This movement-theater piece won a 1987 Bessie (New York dance and performance
award). Since moving to Minneapolis three years ago, the company's leaders,
Kari Margolis and Tony Brown, have been absorbed mostly in training a strong
local company and experimenting with new works. So it's great to get a glimpse
into their history.
The Bed Experiment" is a cheeky and brainy piece. The audience, which
can purchase binoculars for close Homo sapiens watching, gazes upon a distillation
of weird and wild human behavior carried out in the species' natural nesting
place: a giant bed. With its barred headboard, the bed resembles a cage, and
its inhabitants - four women and four men wearing white underwear - look something
like apes in a human zoo.
The first image is stunning, accompanied by the sounds of whistling wind and
bawling babies. A white sheet is ripped from the bed, revealing four-heads
peeking out at either end, all of them powdered white; with large, vacant
eyes, they look like porcelain dolls.
Their heads slowly rising, the men on one side, women on the other, notice
each other. They begin arching their necks and stretching toward the other
side, panting and straining as they begin what to nonhuman outsiders would
appear to be very bizarre mating behavior.
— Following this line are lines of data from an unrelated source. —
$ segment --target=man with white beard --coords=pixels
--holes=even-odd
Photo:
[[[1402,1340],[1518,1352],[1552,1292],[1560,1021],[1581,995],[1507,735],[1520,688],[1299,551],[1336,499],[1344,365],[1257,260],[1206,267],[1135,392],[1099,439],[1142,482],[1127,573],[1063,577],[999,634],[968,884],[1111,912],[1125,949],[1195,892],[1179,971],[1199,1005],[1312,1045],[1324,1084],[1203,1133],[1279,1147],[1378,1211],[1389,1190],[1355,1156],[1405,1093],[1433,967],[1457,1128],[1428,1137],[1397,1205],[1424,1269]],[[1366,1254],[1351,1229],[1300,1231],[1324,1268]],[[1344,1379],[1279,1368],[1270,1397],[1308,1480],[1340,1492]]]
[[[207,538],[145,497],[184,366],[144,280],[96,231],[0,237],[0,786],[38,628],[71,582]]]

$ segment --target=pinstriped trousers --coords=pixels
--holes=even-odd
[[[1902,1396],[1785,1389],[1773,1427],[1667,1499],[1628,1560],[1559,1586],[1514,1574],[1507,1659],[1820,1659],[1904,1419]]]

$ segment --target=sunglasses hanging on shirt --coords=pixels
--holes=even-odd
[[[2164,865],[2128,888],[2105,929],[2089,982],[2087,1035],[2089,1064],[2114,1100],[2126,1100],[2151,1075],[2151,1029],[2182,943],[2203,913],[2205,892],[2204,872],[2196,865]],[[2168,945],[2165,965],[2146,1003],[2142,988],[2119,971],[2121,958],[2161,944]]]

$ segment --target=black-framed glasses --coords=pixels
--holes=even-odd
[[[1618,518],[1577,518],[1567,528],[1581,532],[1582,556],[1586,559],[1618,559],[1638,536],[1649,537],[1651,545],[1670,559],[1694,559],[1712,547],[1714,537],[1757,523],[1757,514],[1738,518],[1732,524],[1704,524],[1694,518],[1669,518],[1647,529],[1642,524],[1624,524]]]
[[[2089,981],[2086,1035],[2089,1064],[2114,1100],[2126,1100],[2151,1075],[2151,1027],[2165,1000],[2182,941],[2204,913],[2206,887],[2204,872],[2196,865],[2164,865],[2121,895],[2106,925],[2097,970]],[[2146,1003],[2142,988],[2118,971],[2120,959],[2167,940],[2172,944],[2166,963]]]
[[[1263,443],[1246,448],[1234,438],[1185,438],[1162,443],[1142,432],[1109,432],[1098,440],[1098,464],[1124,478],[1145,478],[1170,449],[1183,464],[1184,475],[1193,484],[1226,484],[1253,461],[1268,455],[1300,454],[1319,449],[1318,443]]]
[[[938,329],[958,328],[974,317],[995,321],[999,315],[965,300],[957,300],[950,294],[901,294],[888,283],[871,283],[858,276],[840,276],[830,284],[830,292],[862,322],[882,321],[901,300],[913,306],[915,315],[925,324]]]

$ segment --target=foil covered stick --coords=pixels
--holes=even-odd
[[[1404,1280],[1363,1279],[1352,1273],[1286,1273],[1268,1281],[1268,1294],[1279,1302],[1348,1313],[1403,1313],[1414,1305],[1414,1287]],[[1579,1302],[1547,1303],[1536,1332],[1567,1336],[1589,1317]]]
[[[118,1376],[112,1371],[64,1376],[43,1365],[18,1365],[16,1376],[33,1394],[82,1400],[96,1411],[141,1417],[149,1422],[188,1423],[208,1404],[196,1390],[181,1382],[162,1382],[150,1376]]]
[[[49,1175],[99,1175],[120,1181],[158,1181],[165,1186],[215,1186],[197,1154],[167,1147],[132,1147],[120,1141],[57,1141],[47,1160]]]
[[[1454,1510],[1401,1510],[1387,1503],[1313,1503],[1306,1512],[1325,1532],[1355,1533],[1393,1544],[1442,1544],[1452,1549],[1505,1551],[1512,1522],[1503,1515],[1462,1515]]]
Over the work's one-hour duration, the bed serves as an arena for stylized
courtship and consummation, birth, domestic tussles turned into wrestling
match es, and something like mini-wars. Transformation is at the heart of
the piece, as comic moments - the seducers suddenly turning into puling babes
- turn into introspective ones in the form of contemplative and tender duets.
Occasionally, a voice will come over a loudspeaker in the reassuring, flannel
tones of a documentarian commenting on the rituals of birds in the Antarctic
or the psychology of rutting animals - only to be juxtaposed with the "civilized"
human species who engage in battles of the sexes, territorial defenses, violence
and worse. When one human gets in the way, he is summarily dumped off the
bed and sucked under it.
It's funny watching these people thrash around, trying to keep up with their
libidinous instincts. It ends wryly, with gaudily dressed tourists strolling
out to videotape these beasts and feed them popcorn. It's also a terrific,
turnabout way of seeing ourselves: so certain of our superiority and sophistication
until, like the artist, we come under the close scrutiny of the outsider.
I'm sure mating auks don't feel they're any more foolish than mating people
are, but both can look plenty foolish when ogled in a zoo - or in a theater
piece as deft as this one.
-Who: Presented by the Margolis Brown Company.
-Where: Movement Theatre Center, 115 Washington Av. N., Minneapolis.
- When: 8 p.m. Thursdays through Saturdays and Nov. 18.
- Tickets: $15. Call 339-2025.
-Review: The human race is observed in its natural terrain a bed - and found
to be both a provocative species and a very foolish one in this witty work.